This is only one way to approach the problem.
For each source pixel in your bitmap, ray march towards the pixel that currently represents the light source. If you hit a non-transparent pixel along the way, stop marching and assign a shadow value to your source pixel. If you reach the light pixel, the source pixel is lit.
As you can probably tell, marching and testing every pixel along the way for every source pixel can get expensive, especially when adding multiple lights. Fortunately, there are things that can be done:
assign a bounding circle to your light. Before marching, test if the pixel is inside or outside of this circle radius. If it's outside, it's considered in shadow by default and there is no need to march. If it's inside, do the ray march. If the ray march yields that the pixel is lit, use a falloff function to determine how bright it is. (side note: interesting falloff functions can be derived to make your lights flicker and animate)
To avoid marching and testing every pixel, pre-compute a distance field for your static bitmap. The distance field simply stores the distance to the closest opaque pixel for every pixel. Then when marching along a ray, you look at the distance field, and are guaranteed to hit no opaque pixels by stepping that amount. (side note: you can use these distance fields for your physics too).
EDIT: to answer comment about dynamic updating problem:
If you have a dynamic bitmap field, updating the distance field is a bit of a pain. I'm sure there are clever techniques for doing this out there, I'm just not versed in them. Someone else is free to comment here if they are in the know! :)
An alternative technique to accelerate your ray marching is to use an tiled hierarchy that encodes your empty space in a much more efficient way. You can precompute the hierarchy from your original level bitmap, and only need to update parts of it when you add or remove opaque pixels.
So what does the hierarchy look like? If your original data of size MxN is mip0, then:
- mip1 is M/2 x N/2 (ie. half as big as mip0 in each dimension)

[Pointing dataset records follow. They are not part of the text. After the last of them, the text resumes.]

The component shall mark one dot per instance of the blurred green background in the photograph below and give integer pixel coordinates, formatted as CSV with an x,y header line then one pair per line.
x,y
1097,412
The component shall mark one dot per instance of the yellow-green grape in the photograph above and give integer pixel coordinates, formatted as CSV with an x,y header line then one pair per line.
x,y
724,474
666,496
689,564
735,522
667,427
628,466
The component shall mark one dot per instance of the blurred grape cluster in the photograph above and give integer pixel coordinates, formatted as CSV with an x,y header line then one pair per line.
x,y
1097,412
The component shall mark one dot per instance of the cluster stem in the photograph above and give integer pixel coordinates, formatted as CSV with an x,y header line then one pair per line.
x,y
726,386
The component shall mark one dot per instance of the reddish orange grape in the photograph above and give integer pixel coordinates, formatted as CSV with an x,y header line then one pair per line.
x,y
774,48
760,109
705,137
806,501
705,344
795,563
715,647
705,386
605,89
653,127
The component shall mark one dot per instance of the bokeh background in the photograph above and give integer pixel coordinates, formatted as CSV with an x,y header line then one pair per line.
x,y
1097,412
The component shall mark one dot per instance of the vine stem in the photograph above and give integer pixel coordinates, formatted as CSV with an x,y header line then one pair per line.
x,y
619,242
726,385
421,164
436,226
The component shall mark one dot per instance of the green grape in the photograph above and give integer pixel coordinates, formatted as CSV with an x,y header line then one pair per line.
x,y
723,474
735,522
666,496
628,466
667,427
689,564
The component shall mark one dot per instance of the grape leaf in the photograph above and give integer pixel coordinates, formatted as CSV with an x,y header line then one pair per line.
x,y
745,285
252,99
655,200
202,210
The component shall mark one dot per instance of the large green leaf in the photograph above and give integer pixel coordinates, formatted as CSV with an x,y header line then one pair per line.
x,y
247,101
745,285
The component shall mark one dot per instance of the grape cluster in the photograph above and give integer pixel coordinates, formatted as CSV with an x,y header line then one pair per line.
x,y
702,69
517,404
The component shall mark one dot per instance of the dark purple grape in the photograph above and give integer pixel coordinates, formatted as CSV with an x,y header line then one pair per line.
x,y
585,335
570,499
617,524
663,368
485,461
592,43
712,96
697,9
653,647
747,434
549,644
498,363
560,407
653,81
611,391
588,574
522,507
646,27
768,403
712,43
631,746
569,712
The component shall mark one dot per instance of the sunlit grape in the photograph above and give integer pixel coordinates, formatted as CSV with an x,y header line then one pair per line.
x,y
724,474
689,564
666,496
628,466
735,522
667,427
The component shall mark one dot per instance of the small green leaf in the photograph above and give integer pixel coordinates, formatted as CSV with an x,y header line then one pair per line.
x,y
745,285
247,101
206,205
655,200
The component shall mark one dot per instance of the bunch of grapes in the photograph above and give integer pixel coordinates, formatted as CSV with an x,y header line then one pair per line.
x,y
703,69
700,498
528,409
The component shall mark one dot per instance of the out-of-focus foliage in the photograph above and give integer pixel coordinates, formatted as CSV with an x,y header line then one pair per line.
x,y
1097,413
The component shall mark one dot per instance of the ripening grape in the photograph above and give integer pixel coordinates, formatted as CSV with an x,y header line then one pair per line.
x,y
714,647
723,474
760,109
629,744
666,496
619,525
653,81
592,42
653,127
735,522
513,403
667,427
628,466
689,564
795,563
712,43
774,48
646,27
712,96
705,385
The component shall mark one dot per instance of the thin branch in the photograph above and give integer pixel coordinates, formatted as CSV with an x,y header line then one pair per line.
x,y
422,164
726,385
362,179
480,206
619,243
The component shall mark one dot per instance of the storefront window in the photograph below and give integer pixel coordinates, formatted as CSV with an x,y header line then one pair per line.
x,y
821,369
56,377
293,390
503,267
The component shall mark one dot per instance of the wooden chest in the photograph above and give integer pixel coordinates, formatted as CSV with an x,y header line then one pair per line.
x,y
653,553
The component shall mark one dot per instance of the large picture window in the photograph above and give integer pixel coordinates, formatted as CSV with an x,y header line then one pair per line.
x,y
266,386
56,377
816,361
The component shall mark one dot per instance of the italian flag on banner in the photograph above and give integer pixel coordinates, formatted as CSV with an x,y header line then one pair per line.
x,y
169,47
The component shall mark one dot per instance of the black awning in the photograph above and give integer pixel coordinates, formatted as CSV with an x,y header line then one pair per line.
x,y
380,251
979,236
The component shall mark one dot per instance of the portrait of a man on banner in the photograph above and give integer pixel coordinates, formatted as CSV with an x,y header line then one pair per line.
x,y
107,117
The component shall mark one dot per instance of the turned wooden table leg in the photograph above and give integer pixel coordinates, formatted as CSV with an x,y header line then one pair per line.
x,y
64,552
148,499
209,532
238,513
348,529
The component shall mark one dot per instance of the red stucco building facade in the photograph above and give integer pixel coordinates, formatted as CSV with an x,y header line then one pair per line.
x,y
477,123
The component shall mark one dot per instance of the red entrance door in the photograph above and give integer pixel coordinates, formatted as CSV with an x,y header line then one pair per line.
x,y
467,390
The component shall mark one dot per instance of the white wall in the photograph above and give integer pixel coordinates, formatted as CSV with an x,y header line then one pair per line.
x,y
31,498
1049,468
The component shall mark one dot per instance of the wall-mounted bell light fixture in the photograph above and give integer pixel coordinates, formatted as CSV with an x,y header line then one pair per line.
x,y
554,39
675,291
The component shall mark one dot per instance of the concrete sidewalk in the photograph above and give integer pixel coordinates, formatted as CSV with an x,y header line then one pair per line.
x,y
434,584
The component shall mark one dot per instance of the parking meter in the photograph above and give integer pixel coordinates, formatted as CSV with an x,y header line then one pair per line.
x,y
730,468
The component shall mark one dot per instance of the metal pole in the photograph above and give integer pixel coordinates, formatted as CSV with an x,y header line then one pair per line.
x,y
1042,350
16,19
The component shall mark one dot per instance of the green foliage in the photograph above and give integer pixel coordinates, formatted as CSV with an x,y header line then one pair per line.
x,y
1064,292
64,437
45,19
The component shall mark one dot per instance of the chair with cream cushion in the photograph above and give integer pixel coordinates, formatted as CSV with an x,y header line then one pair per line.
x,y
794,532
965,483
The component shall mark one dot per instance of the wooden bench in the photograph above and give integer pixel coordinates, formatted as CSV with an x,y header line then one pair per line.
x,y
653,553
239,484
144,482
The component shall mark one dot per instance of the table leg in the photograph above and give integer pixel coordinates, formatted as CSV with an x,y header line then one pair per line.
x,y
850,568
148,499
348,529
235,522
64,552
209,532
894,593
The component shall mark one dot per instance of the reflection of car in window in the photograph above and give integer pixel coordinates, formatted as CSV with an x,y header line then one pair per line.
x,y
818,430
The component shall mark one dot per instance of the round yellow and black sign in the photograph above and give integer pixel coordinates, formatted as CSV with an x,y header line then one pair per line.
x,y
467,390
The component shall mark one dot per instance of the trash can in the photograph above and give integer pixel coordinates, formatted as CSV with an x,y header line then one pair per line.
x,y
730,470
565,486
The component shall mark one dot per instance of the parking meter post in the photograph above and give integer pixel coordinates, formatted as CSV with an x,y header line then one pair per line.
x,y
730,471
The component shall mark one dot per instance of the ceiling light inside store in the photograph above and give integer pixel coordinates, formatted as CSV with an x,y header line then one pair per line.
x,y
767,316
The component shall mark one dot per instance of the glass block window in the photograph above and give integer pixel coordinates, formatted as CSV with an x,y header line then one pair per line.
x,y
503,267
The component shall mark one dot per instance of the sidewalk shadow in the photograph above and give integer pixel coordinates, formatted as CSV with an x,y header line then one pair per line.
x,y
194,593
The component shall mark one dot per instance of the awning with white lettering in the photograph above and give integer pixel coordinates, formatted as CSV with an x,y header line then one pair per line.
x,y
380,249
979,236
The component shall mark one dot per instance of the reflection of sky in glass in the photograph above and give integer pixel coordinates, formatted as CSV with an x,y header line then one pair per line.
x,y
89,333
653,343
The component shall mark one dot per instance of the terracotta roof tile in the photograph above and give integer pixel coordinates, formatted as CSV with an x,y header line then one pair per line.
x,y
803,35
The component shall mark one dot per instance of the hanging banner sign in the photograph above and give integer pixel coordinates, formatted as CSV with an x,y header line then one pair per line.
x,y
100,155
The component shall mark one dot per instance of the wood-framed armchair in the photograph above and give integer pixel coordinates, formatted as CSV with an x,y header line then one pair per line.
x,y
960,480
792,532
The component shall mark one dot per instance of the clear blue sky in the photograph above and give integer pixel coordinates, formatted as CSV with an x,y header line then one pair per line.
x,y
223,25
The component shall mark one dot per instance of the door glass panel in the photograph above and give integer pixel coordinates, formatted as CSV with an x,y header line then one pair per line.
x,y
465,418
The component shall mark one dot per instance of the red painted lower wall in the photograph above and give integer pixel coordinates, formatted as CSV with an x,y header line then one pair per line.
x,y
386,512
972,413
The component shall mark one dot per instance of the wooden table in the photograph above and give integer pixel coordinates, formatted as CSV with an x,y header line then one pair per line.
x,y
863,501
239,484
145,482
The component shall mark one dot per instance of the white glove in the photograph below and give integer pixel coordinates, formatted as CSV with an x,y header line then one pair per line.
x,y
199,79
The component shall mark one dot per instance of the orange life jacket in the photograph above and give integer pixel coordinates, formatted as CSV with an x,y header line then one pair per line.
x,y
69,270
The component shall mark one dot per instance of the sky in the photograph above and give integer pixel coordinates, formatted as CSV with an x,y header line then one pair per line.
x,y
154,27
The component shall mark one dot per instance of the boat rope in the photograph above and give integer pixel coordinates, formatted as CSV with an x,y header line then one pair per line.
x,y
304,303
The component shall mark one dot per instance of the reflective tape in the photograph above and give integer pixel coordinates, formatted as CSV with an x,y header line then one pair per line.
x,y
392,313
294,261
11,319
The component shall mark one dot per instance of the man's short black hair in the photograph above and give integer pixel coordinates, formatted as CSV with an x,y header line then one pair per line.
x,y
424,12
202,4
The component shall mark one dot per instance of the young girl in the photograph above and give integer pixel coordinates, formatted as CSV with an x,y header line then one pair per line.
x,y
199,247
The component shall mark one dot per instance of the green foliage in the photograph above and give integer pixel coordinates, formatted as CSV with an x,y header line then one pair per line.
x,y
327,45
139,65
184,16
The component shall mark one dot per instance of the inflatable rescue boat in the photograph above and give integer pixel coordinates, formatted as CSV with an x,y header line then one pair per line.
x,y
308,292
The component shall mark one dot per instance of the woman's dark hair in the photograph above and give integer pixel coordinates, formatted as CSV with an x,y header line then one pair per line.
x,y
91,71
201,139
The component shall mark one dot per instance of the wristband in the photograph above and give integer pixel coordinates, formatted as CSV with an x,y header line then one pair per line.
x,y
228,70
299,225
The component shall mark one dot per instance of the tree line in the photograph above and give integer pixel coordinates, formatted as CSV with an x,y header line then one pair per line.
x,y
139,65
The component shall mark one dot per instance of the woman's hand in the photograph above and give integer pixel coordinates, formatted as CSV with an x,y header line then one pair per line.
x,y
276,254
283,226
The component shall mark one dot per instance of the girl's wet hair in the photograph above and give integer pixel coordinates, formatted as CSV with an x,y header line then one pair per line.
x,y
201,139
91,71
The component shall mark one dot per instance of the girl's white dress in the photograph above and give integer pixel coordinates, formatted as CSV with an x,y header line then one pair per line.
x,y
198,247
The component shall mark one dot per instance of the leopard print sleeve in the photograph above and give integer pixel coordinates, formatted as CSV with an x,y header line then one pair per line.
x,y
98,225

- mip2 is M/4 x N/4 (ie. half as big as mip1 in each dimension)
- mip3 is M/8 x N/8 (ie. half as big as mip2 in each dimension)
- etc.
The higher mips store whether there is any opaque geometry in the lower mip level pixels.
If you wanted to update mip[k] at pixel(i,j), you'd probably do something like this:
mip[k].opaque[i][j] = mip[k-1].opaque[i*2][j*2] ||
mip[k-1].opaque[i*2+1][j*2] ||
mip[k-1].opaque[i*2][j*2+1] ||
mip[k-1].opaque[i*2+1][j*2+1];
Once you have the data structure computed, you can march your ray directly to the edge of a tile if that tile contains no opaque pixels. Your algorithm would look like this:
(extreme pseudo-code)
void StepOnce(int &x, int &y, int xDir, int yDir)
{
int k = COARSEST_MIP;
while (k > 0)
{
int x_in_mip = x >> k;
int y_in_mip = y >> k;
if (!mip[k].opaque[i_in_mip][j_in_mip])
{
// Here we can step (i,j) to the next tile for mip(k)
// (I'll leave the math as an exercise to the reader)
return; // exit since we've stepped once
}
else
{
// go to a finer level tile.
k--;
}
}
// do the math to step once.
return
}
Updating this structure is simply a matter of tracking a dirty region (ie. rectangle) for level 0 every frame. Once you've accumulated all changes, just update those pixels falling in the dirty region and update higher levels that touch that region too.
Note: if you're doing this on CPU, you may want to:
- rearrange the ordering of pixels in your bitmap data so that a tile of NxN all fall within the same cacheline. This will tend to improve your cache hit rate tremendously when ray tracing vertically.
- also, if you ray march your pixels in tile order rather than screen-width scanline order (one at a time, or 4 at a time using SSE), you will further improve your cache hit rate.